Jahangir in ‘Saravana Bhavan’
Syed Ali Mujtaba
I am sure every one may have heard the story of Mughal Emperor Jahangir and Nur Jahan. For those who haven’t, let me recall; Nur Jahan was married to Sher Afghan, the man who killed a lion in a stroke of his sword.
Jahangir saw Nur Jhan and was charmed by her beauty. In order to marry her, he got her husband Sher Afghan murdered. Jahangir later married Nur Jahan. Rest as they say is history.
A similar case erupted in Chennai when Rajagopal (59) owner ‘Saravana Bhavan’ chain of hotels murdered his employee Prince Santhakumar to marry his wife Jeevajyothi.
The grapevine has it was all because of a astrologer who suggested Rajagopal if he marries someone with particular horse-scope his business may flourish more far and wide. It seems Jeevajyothi’s horse scope matched the specification of Rajagopal.
The hotelier made desperate bit to marry Jeevajyothi and tried all possible ways to make her his third wife. Jeevajyoth did not oblige Rajagopal and instead married Shantakumar, an employee of Saravana Bhavan.
Rajgopal having failed in his designs to get Jeevajyothi planned the murder of her husband Santhakumar so that he could marry his widow.
The henchmen of Rajagopal abducted Santhakumar from his residence in Vellacherry in Chennai in Oct 2001. He was taken Kodaikanal and was gruesomely done to death. Santhakumar body was later found dumped in the Kodai hills forest.
A case was registered on the basis of a complaint given by Jeevajothi that her husband had gone missing and feared that he might have been eliminated by Rajagopal and his henchmen. She also accused Rajagopal of sexually harassing her. The case was later altered from a ‘man-missing case’ to that of murder and filed the charge-sheet against Rajagopal and eight others in 2002.
A fast track court had in 2004 sentenced Rajgopal to 10 years rigorous imprisonment and fined him Rs.5.5 million.Rajagopal was arrested but was later let out on bail.
He was rearrested for violating bail conditions during his trial after allegedly attempting to threaten Jeevajothi.He went on appeal to the Madras High court.
The Madras High Court on March 19, 2009 sentenced Rajagopal to life in a murder case and enhanced his 10-year rigorous imprisonment awarded by a trial court.
The verdict was announced by a division bench comprising Justices P.K. Mishra and R. Banumathi, who convicted Rajagopal and six others for the 2001 murder.
The court also increased his conviction from culpable homicide not amounting to murder, to culpable homicide amounting to murder.
The case had caused a sensation, more so of Rajagopal’s meteoric rags to riches story as an entrepreneur and hotelier, starting with a small eatery in Chennai. Rajagopal had struck it rich after opening the ‘Saravana Bhavan’ chain of hotels.

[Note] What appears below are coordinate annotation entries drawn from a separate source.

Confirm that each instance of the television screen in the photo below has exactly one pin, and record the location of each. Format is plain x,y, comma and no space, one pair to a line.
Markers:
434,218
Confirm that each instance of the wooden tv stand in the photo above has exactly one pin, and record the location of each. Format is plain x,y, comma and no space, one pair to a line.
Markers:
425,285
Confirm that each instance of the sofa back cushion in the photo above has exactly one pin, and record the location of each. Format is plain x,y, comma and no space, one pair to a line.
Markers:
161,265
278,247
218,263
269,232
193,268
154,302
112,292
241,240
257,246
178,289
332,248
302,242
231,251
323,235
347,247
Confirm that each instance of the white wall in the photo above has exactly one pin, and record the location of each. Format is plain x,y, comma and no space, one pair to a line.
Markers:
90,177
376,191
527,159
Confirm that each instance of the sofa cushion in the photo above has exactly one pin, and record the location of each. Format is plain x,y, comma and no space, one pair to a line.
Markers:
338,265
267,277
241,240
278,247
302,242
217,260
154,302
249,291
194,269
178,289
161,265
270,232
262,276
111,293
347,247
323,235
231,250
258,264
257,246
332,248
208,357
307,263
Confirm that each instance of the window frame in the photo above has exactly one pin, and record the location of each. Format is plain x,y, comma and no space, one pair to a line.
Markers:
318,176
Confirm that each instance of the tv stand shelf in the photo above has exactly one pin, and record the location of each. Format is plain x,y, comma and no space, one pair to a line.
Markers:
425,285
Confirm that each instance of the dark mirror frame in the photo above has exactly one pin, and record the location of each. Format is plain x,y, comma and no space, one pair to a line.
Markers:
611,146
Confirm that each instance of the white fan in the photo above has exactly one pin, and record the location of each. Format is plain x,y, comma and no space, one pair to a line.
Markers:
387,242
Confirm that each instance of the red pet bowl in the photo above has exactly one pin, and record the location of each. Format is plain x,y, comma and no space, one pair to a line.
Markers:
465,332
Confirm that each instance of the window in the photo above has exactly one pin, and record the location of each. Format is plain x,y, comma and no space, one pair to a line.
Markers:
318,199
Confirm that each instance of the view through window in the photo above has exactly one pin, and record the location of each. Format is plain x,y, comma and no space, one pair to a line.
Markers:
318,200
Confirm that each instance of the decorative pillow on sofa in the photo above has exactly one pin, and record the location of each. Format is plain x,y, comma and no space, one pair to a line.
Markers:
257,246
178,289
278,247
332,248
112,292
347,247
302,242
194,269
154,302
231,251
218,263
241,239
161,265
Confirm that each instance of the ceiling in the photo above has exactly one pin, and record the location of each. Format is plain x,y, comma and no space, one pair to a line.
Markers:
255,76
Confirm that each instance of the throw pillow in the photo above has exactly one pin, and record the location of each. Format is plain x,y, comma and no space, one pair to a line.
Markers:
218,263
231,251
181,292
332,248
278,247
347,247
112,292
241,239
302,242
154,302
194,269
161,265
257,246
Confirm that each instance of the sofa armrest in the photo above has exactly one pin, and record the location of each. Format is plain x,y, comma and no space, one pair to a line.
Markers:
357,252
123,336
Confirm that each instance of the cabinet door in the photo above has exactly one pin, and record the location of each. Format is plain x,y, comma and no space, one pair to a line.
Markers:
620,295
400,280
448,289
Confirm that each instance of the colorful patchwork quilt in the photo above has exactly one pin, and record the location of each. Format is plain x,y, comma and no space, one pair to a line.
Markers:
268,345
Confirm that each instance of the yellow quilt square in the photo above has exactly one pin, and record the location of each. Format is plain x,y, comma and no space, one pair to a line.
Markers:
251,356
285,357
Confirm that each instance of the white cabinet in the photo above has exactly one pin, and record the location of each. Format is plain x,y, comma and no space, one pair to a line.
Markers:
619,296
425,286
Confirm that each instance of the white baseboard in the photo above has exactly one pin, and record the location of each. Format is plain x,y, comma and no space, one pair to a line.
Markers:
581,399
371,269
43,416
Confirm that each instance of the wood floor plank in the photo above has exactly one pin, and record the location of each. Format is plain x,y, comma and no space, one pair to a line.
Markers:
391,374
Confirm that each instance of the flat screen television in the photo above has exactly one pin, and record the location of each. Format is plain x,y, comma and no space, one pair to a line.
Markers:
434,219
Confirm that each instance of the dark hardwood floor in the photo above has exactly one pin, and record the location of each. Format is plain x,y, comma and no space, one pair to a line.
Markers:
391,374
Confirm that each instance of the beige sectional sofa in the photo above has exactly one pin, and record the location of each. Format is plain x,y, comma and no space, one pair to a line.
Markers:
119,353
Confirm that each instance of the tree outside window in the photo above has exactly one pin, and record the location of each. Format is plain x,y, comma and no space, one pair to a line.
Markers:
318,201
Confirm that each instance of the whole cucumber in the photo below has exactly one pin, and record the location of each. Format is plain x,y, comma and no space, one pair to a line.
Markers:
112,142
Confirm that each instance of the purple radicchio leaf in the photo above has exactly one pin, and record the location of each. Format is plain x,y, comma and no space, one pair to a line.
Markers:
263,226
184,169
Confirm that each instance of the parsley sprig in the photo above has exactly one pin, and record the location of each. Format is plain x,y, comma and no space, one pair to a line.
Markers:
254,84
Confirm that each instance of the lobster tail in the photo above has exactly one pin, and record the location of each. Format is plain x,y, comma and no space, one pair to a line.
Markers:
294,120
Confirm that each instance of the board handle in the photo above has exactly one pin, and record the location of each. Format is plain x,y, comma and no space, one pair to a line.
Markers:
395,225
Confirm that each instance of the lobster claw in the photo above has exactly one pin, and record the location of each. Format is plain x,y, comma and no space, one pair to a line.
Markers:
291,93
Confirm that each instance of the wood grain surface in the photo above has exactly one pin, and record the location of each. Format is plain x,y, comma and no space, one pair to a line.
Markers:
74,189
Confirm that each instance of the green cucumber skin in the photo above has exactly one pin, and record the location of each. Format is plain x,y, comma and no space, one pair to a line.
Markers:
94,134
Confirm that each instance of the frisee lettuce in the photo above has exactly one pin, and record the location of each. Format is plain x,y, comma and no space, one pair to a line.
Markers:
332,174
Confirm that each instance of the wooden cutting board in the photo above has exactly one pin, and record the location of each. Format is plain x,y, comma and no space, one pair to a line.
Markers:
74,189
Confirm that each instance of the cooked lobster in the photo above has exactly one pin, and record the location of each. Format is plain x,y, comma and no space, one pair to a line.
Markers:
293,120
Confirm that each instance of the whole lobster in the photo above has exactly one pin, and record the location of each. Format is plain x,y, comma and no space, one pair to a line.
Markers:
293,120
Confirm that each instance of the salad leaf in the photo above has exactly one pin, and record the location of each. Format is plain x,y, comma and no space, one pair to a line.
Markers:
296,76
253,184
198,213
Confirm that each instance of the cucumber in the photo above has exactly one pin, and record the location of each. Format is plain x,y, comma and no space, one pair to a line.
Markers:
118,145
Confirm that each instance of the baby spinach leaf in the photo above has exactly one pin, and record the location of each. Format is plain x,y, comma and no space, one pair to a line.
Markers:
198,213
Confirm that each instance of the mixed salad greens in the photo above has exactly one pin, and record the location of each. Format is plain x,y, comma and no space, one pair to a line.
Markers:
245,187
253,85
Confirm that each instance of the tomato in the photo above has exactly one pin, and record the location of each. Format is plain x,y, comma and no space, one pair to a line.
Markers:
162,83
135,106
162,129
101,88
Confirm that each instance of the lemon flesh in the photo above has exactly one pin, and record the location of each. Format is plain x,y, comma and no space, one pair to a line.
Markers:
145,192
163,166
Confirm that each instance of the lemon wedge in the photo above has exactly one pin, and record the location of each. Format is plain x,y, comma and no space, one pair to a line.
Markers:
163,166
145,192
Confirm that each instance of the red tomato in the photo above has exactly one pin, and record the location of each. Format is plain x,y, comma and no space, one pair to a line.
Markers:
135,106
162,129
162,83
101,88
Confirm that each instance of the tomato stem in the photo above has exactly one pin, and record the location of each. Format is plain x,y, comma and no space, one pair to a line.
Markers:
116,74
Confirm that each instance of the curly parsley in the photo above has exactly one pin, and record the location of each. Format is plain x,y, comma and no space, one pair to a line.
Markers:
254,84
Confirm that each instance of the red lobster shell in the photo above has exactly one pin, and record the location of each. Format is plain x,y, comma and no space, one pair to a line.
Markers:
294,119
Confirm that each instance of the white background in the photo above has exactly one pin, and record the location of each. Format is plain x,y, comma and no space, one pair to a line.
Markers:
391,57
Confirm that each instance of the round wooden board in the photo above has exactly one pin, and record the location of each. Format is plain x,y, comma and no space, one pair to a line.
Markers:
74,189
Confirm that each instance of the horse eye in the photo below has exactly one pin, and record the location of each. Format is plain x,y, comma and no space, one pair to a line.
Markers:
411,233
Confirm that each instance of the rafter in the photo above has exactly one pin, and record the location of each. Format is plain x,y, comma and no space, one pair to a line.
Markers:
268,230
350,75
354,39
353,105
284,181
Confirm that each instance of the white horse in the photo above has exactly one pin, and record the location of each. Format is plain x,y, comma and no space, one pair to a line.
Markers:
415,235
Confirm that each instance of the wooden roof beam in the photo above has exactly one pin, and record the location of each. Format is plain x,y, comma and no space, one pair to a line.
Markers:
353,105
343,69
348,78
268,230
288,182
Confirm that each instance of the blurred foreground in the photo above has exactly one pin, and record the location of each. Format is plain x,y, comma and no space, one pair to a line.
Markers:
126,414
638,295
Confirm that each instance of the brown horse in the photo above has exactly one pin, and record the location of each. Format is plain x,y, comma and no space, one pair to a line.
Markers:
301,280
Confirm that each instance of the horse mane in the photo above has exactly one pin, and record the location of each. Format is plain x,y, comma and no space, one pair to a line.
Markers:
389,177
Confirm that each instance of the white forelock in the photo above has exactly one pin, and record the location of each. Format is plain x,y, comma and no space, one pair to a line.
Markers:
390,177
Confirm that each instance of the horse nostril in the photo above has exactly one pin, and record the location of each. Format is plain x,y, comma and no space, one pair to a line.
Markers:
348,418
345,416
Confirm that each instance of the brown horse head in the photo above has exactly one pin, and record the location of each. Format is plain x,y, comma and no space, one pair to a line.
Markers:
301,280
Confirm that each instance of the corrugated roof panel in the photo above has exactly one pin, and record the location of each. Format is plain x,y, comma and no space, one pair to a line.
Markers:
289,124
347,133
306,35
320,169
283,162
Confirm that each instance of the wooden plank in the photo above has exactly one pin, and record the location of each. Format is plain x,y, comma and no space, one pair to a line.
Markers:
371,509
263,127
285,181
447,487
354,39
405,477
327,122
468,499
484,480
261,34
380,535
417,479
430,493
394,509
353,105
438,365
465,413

Saravana Bhavan has spread its wings across India and abroad. The chain's website claims it has 22 outlets spread across South India, the North and seven countries.
The chain has a huge woman work force. Young women from rural regions form a strong force in this hotel and sweet chains, largely catering to the middle class in Chennai.
The employees are provided accommodation but have to work long hours, sometimes up to 12 hours a day, with hardly any leave or off. But they claim they are happy working at Saravana Bhavan.